Thursday, September 8, 2011
Amira Moustafa (Dangerous Money)
Leave it to a Hollywood B-movie like Monogram's Dangerous Money (1946) to cast an Egyptian starlet as a Polynesian half-caste married to a part Swedish, part Polynesian character played by a Russian (Rich Vallin). Not to mention a Britisher (Sidney Toler) portraying a Hawaiian-Chinese detective – Charlie Chan of course. This mishmash of ethnicity was typical for the period and it was equally accepted that the only cast members playing their own nationality, Chinese Victor Sen Young and African-American Willie Best, were asked to provide comic relief only. But at least Amira Moustafa, as the Polynesian half-caste, got to perform a little belly-dancing while tripping the light fantastic with the star-billed Mr.

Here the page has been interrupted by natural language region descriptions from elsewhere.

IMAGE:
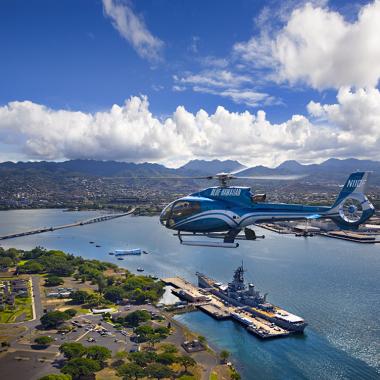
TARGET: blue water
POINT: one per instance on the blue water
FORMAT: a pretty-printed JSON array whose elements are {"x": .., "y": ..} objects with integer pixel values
[{"x": 333, "y": 284}]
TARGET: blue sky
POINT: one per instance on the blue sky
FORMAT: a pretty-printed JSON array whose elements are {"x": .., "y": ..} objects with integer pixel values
[{"x": 86, "y": 55}]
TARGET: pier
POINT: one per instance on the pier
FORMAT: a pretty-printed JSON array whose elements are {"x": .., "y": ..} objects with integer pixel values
[
  {"x": 219, "y": 309},
  {"x": 97, "y": 219}
]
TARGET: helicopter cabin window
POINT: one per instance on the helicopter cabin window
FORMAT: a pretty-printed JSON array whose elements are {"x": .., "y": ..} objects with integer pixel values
[
  {"x": 258, "y": 198},
  {"x": 165, "y": 215},
  {"x": 183, "y": 209}
]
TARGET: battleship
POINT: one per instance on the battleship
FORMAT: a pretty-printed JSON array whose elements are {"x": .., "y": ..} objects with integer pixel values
[{"x": 246, "y": 297}]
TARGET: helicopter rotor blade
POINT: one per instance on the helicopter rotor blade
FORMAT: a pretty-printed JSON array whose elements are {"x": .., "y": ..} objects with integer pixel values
[{"x": 285, "y": 177}]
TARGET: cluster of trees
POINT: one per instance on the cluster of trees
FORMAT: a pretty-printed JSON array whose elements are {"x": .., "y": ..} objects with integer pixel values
[
  {"x": 44, "y": 340},
  {"x": 156, "y": 365},
  {"x": 54, "y": 376},
  {"x": 83, "y": 361},
  {"x": 54, "y": 262},
  {"x": 137, "y": 289},
  {"x": 82, "y": 297},
  {"x": 149, "y": 334},
  {"x": 8, "y": 258},
  {"x": 92, "y": 270},
  {"x": 43, "y": 261},
  {"x": 53, "y": 319},
  {"x": 133, "y": 319},
  {"x": 53, "y": 280}
]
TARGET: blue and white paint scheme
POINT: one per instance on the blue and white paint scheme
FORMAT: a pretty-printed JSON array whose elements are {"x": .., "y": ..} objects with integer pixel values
[{"x": 231, "y": 209}]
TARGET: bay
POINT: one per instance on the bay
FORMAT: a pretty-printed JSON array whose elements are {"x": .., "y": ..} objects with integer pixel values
[{"x": 333, "y": 284}]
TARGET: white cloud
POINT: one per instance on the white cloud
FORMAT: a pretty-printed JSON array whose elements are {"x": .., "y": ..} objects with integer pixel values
[
  {"x": 131, "y": 133},
  {"x": 224, "y": 83},
  {"x": 133, "y": 29},
  {"x": 318, "y": 47},
  {"x": 240, "y": 96},
  {"x": 215, "y": 78}
]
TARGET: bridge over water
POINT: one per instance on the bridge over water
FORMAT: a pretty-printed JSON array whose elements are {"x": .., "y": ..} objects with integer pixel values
[{"x": 101, "y": 218}]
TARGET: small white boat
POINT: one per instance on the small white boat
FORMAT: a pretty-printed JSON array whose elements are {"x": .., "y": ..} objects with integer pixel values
[{"x": 128, "y": 252}]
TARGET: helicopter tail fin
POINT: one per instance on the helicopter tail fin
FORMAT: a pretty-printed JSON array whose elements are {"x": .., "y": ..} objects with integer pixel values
[{"x": 352, "y": 208}]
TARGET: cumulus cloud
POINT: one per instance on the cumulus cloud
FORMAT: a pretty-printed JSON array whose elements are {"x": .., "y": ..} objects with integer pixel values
[
  {"x": 224, "y": 83},
  {"x": 133, "y": 29},
  {"x": 318, "y": 47},
  {"x": 131, "y": 133}
]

Toler. Said belly-dancing, of course, meant to suggest Island exotica and not Middle Eastern culture. All in all, Dangerous Money is not one of the best Chan – in fact, Chan connoisseur Ken Hanke ranks it as the nadir of the long series – not so much because of the cross-eyed ethnic portrayals and generally uneven performances but more due the aforementioned “comedy relief” which is no relief at all and a plot that goes nowhere fast. Is Amira the culprit in the killing of a treasury agent (B-Western and serial regular Tristram Coffin, incidentally)? By the time of the unveiling you wouldn't really care.
Amira Moustafa did indeed hail from Cairo, Egypt and was in Hollywood courtesy of her husband, Walter E. Beck, a Douglas Aircrat executive formerly stationed in North Africa. And that, alas, is basically what we have managed to learn about this exotic presence in a few Hollywood potboilers of the 1940s that included the title role in Queen of the Amazons (1947).